While Gastly gathers energy to make more spikes, Purrloin manages to figure out Gastly's approximate location by the trajectory of the attack.

The wounded Purrloin manifests another Shadowy claw and leaps towards Gastly.

Gastly fires more spikes at Purrloin, which Purrloin's claw rips through.

Gastly emits more smog, but to Purrloin, this doesn't matter since it already knows where to attack.

Gastly lets out a ghostly shrill as a dark, shadowy claw rips through its ectoplasmic body, hurting its soul.

Purrloin slams back on the ground, hurt and poisoned.

And the algorithm overseeing the match deems Gastly unable to fight anymore, and the match ends in Purrloin's favor.

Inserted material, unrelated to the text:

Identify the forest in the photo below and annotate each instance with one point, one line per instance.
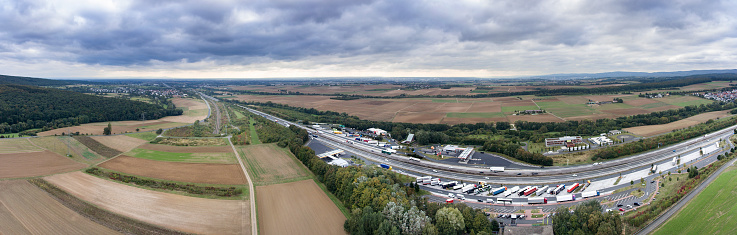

Lazarus and Mike watch as both the pokémon are recalled into their pokéballs and taken to the main building to get healed and rested. 

Mike turns to Lazarus and asks, "What do you think?"

Lazarus replies, "If the match had gone on for another two or three minutes, Purrloin would have fainted because of poison running through its veins, but luckily for it, the poison Gastly's used is probably the weakest class of toxin. If I were Gastly's trainer, I would have done exactly what Gastly and its trainer did. The smog Gastly used at the start was the right choice.

It was thick enough that Purrloin wouldn't be able to see through it, but it should have been deployed a bit faster. Purrloin probably sensed Gastly's lifeforce to locate it. They had a pretty good strategy, and I am sure if Gastly could secrete a poisonous gas or if it were able to synthesize a more potent poison, they would have won the moment Purrloin was impaled with those toxic spikes."

Lazarus and Mike watch a couple more matches before Lazarus decides it's time to check out the training facility this place has to offer and work on making his pokémon more powerful.